La littérature turque et avant elle la littérature ottomane ont longtemps souffert en Europe de la mode des turqueries puis du filtre orientaliste. Pendant des décennies, ne nous sont parvenus que les textes qui nous parlaient d’un Orient familier, celui des parfums, des soies et des turbans. Ceux-ci n’ont pas disparu de la production littéraire contemporaine, de même que la poésie continue d’y tenir une place importante, comme en attestent certains des textes présentés ici. Pourtant, c’est une autre littérature qui nous arrive, plus proche dans sa forme parce qu’influencée par la prose occidentale, mais plus étrange aussi parce qu’inscrite dans un contexte politique qui se cache, qui se terre et affleure à chaque ligne. On y voit sourdre la contestation ; celle-ci s’inscrit dans le verbe, avec discrétion, plus évoquée que hurlée, à la fois poétique et romanesque. D’où le succès qu’elle rencontre un peu partout dans le monde. Bien sûr de nombreux grands noms manquent à ce recueil, des classiques comme Nâzim Hikmet (1902-1963) ou Ahmet Hamdi Tanpınar (1901-1962), des contemporains comme Orhan Pamuk ou Eli Shafak. Mais ceux qui y sont présentés nous semblent représentatifs de la création littéraire en cours. Ersan Üldes, Murat Uyurkulak, Nedim Gürsel, Aslı Erdoğan, Fatih Özgüven et Emine Sevgi Özdamar sont une introduction à l’immense littérature de la Turquie, carrefour des traditions, trait d’union entre des avenirs qui se rêvent à la fois communs et singuliers.
Laure PÉCHER
Murat Uyurkulak est né en 1972 à Aydin. Exclu de l’université, il exerce les multiples métiers de serveur, technicien, traducteur, journaliste et éditeur. Son premier roman Tol, publié en Turquie en 2002, a très vite été acclamé par la critique qui a vu en lui une nouvelle voix de la littérature turque contemporaine. « Avec Tol, Murat Uyurkulak suit le chemin de la vengeance à laquelle mènent des vies brisées, des vies bannies ; il donne un aperçu non-officiel de l’histoire non-officielle de la Turquie. » (Selah Kemaloğlu, Yeni Şafak, 13 Octobre 2002)
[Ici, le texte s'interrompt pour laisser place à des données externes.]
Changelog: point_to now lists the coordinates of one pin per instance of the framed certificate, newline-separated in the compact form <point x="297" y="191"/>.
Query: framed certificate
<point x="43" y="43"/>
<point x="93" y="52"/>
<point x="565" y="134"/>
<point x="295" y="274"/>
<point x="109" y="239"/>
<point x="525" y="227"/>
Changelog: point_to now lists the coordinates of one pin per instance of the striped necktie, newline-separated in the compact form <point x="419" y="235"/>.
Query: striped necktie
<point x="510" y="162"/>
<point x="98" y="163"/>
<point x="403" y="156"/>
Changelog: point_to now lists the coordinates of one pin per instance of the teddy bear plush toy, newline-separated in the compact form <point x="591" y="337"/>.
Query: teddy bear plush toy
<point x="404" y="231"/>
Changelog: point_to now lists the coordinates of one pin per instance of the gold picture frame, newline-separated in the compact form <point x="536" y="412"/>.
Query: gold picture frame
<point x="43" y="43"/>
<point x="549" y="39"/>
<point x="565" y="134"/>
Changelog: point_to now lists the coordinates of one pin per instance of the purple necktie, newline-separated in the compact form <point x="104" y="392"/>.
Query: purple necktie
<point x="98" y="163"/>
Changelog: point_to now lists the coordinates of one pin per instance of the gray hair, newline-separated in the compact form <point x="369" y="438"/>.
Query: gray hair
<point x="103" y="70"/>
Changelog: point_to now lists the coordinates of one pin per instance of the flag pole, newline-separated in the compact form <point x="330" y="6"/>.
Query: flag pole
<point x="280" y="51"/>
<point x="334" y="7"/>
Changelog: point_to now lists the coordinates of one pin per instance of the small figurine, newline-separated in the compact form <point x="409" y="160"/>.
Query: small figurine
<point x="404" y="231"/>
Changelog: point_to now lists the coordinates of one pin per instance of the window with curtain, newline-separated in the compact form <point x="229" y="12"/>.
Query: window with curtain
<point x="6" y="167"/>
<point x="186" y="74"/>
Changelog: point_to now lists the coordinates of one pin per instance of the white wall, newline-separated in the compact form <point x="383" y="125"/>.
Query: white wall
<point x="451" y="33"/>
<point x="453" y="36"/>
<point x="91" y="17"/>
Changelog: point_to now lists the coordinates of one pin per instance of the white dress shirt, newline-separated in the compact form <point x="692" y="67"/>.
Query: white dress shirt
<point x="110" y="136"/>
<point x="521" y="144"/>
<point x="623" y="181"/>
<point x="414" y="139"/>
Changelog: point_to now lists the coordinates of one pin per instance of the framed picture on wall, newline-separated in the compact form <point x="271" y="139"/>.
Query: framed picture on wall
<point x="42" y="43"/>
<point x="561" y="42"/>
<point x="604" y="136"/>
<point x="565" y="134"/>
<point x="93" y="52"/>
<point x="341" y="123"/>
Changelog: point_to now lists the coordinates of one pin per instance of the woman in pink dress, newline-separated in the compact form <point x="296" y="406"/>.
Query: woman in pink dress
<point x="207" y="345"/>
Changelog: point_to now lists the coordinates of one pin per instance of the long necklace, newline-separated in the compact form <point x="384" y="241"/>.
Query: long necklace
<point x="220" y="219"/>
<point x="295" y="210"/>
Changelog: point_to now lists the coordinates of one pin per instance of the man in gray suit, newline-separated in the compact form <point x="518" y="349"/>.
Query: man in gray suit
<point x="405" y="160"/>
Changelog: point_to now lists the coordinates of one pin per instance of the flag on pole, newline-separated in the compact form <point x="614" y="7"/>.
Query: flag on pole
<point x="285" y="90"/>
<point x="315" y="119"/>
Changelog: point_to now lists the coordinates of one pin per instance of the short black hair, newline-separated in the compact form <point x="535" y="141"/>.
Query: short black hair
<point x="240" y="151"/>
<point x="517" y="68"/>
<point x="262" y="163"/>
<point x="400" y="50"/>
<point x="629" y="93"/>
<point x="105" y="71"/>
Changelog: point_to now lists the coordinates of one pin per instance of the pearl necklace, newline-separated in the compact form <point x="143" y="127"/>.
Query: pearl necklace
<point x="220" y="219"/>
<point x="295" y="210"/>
Adapté au théâtre, Tol a connu un second succès. Déjà traduit en allemand, il le sera bientôt en français, publié par Galaade Éditions. Quant à son deuxième roman Har, il a été publié en Turquie par les Éditions Métis (2006).
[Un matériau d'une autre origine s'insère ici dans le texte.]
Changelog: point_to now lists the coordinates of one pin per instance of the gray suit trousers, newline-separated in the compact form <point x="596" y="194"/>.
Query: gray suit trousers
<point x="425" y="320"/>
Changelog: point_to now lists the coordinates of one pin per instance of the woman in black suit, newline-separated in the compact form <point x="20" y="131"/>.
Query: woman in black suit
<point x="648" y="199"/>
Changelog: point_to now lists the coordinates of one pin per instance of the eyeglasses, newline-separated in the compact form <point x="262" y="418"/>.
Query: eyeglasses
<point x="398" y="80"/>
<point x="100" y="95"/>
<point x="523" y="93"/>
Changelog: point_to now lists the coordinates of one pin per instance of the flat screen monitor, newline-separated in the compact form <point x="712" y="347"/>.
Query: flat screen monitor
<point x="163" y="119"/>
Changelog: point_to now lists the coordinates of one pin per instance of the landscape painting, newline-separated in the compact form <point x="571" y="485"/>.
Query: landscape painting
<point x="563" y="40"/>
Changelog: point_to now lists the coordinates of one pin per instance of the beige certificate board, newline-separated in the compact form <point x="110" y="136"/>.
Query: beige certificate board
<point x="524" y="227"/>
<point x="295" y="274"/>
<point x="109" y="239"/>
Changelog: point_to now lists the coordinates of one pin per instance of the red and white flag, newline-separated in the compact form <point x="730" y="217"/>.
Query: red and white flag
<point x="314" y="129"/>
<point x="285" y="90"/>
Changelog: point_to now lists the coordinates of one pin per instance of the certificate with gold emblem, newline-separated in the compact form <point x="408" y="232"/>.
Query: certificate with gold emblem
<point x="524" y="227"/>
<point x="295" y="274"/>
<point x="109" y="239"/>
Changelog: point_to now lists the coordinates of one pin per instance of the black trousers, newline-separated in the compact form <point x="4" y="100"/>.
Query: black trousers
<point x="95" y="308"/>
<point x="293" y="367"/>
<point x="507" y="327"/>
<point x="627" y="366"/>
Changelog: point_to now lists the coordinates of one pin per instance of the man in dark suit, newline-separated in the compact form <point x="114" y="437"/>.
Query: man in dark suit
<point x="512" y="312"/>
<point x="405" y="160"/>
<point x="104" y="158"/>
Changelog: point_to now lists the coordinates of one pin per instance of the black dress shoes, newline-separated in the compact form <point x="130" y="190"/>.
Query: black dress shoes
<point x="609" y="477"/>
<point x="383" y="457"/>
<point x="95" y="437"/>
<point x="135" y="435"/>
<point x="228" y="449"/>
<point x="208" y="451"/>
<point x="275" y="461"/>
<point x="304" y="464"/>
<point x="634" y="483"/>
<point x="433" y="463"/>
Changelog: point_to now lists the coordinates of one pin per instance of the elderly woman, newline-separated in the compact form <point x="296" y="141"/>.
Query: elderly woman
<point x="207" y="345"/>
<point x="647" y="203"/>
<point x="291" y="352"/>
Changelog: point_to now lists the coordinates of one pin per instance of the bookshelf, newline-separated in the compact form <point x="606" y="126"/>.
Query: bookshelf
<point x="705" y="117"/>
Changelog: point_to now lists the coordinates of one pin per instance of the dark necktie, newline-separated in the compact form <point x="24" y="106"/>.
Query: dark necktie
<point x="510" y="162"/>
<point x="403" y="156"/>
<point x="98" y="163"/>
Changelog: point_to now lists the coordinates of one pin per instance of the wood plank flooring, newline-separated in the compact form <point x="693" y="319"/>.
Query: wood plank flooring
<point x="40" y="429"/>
La nouvelle Le Derviche a été écrite à quatre mains avec Ersan Üldes, romancier né en 1973 à Manisa. Après avoir étudié contre son gré, et exercé des métiers qu’il détestait, il publie en 1999 un premier roman qui sera primé. Son deuxième roman paraît en 2004, et le troisième, Doctrine de la faiblesse, en 2007.
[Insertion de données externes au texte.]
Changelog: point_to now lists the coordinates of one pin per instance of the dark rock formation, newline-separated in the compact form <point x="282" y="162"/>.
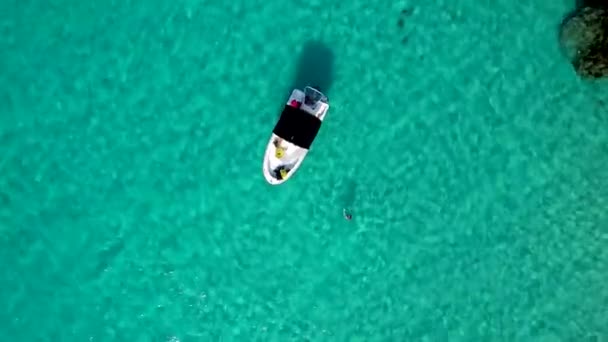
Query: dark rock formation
<point x="584" y="40"/>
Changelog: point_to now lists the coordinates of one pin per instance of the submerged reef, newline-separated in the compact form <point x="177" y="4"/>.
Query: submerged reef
<point x="584" y="40"/>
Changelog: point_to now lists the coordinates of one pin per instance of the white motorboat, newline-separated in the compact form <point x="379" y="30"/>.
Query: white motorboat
<point x="294" y="133"/>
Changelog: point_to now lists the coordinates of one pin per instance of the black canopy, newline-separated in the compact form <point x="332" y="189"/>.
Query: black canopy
<point x="297" y="126"/>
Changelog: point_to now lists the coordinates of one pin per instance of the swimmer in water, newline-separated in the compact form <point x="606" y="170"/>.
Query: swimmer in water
<point x="347" y="215"/>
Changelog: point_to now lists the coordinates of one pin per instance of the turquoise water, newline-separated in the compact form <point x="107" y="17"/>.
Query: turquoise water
<point x="133" y="206"/>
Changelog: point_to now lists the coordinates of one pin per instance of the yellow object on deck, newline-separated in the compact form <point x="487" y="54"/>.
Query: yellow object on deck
<point x="283" y="173"/>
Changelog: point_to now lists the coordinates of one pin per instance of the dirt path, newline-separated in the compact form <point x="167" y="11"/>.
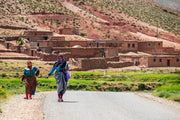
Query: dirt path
<point x="86" y="105"/>
<point x="17" y="108"/>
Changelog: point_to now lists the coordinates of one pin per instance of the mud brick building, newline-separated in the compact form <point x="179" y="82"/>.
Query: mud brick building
<point x="97" y="54"/>
<point x="150" y="46"/>
<point x="161" y="61"/>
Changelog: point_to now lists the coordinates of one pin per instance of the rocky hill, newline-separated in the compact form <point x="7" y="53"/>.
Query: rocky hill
<point x="100" y="19"/>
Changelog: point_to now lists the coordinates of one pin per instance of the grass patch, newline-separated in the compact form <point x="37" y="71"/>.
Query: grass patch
<point x="170" y="92"/>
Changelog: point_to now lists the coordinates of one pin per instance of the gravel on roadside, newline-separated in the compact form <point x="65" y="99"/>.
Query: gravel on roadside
<point x="160" y="100"/>
<point x="18" y="108"/>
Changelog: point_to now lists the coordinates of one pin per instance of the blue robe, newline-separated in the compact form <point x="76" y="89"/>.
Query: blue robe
<point x="60" y="75"/>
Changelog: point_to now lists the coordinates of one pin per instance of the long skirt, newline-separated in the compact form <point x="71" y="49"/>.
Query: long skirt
<point x="30" y="84"/>
<point x="61" y="82"/>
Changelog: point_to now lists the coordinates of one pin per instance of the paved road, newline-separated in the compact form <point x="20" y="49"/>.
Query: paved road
<point x="80" y="105"/>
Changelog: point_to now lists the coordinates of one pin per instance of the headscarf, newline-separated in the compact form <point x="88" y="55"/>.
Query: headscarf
<point x="30" y="66"/>
<point x="62" y="58"/>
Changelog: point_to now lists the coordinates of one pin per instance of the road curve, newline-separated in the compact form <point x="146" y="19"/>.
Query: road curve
<point x="79" y="105"/>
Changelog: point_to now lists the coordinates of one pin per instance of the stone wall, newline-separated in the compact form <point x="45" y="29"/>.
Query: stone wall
<point x="164" y="61"/>
<point x="169" y="50"/>
<point x="93" y="63"/>
<point x="129" y="46"/>
<point x="13" y="27"/>
<point x="111" y="52"/>
<point x="119" y="64"/>
<point x="33" y="33"/>
<point x="150" y="46"/>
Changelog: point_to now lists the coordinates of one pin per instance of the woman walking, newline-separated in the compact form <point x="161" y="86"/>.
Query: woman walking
<point x="61" y="68"/>
<point x="29" y="74"/>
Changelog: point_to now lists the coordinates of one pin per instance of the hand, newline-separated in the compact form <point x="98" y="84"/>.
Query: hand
<point x="47" y="76"/>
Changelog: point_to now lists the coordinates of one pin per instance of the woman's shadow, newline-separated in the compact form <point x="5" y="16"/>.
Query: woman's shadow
<point x="70" y="101"/>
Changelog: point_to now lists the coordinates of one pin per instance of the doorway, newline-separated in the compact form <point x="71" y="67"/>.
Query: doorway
<point x="168" y="62"/>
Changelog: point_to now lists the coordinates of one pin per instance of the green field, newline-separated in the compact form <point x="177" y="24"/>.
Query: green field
<point x="161" y="82"/>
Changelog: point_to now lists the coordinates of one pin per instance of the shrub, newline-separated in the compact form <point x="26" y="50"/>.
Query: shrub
<point x="83" y="34"/>
<point x="3" y="75"/>
<point x="141" y="87"/>
<point x="3" y="93"/>
<point x="164" y="94"/>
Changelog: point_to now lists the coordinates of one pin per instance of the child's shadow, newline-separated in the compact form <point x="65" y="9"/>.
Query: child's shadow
<point x="70" y="101"/>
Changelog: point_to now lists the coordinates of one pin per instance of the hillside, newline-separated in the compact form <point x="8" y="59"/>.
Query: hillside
<point x="102" y="19"/>
<point x="175" y="4"/>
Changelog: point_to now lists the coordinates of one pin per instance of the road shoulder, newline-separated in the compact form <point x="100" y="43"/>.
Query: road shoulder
<point x="19" y="108"/>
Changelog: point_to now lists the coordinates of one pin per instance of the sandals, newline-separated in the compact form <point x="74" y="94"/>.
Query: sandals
<point x="60" y="100"/>
<point x="25" y="98"/>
« Lève-toi, derviche, murmura-t-il, il est temps que tu partes. »
Cette voix inconnue retentit à mes oreilles rouillées, assoupies depuis trois siècles.
« Lève-toi, Maître, dit-elle, nous sommes au moment précis de l’histoire dont tu seras l’acteur, nous en sommes sûrs, pardonne-nous… »
J’entrouvris les yeux. De ma chemise ouverte sur ma poitrine me parvint l’odeur de moisi, et je réalisai que mes poils s’étaient agglutinés au tissu comme de petits vers blancs. Après cette découverte, je tournai les yeux vers le propriétaire de la voix, c’était un beau garçon. Je l’embrassai sur les lèvres, le bout de sa langue toucha la mienne, je le mordis, je crois, l’odeur de chanci fit place à un parfum de sang. Le garçon ferma les yeux dans un râle, et, tout en tétant le bout de ma lèvre inférieure, saisit ma main en s’allongeant. « Au revoir, monsieur », dit-il, et de ses cils je vis poindre une vapeur humide.
Ils m’ont lavé. Ils ont pris ma pourriture, ma tumeur et mon fardeau. Ont apaisé mon ardeur trop vive ; m’ont revêtu de vêtements étranges pour m’amener au supérieur du couvent. J’embrassai sa main, elle était sans odeur. Mais il avait oublié de se laver les pieds. « Te vois-tu tel que tu es ? », questionna-t-il. Ses yeux roulaient à toute allure. Je n’avais pas encore acquis suffisamment d’aisance pour m’exprimer, trouver ma route ou assumer un désir. « Comment pourrais-je me voir, mon sheik, c’est vous que je regarde », ai-je réussi à dire. Manifestement ses dents étaient toutes neuves, parvenues à un état de blancheur que des milliers de cure-dents n’eussent pu obtenir et, tout en s’efforçant de les dissimuler, il lâcha un « Peh ». Était-ce une abréviation ou bien un chiffre ? C’était un supérieur religieux à coup sûr, ses mules de lapin mises à part, ses vêtements étaient au grand complet. Il parlait du nez ; tout en parlant, il engloutissait des noisettes et des pistaches, et pour cette raison peut-être ne parvenait jamais à la fin de sa phrase. Quelle que soit l’importance de ses conseils, il passait en trombe à l’autre sujet. Un sheik dont la tête s’embrouillait de méchante manière, qui semblait avoir un besoin pressant de réflexion, perdait en un tournemain sa volonté de persuasion. J’espérais tracer ma propre route, inspirée par l’oracle tapageur produit par l’organisme du sheik, ses muscles, ses os, sa morve et ses idées.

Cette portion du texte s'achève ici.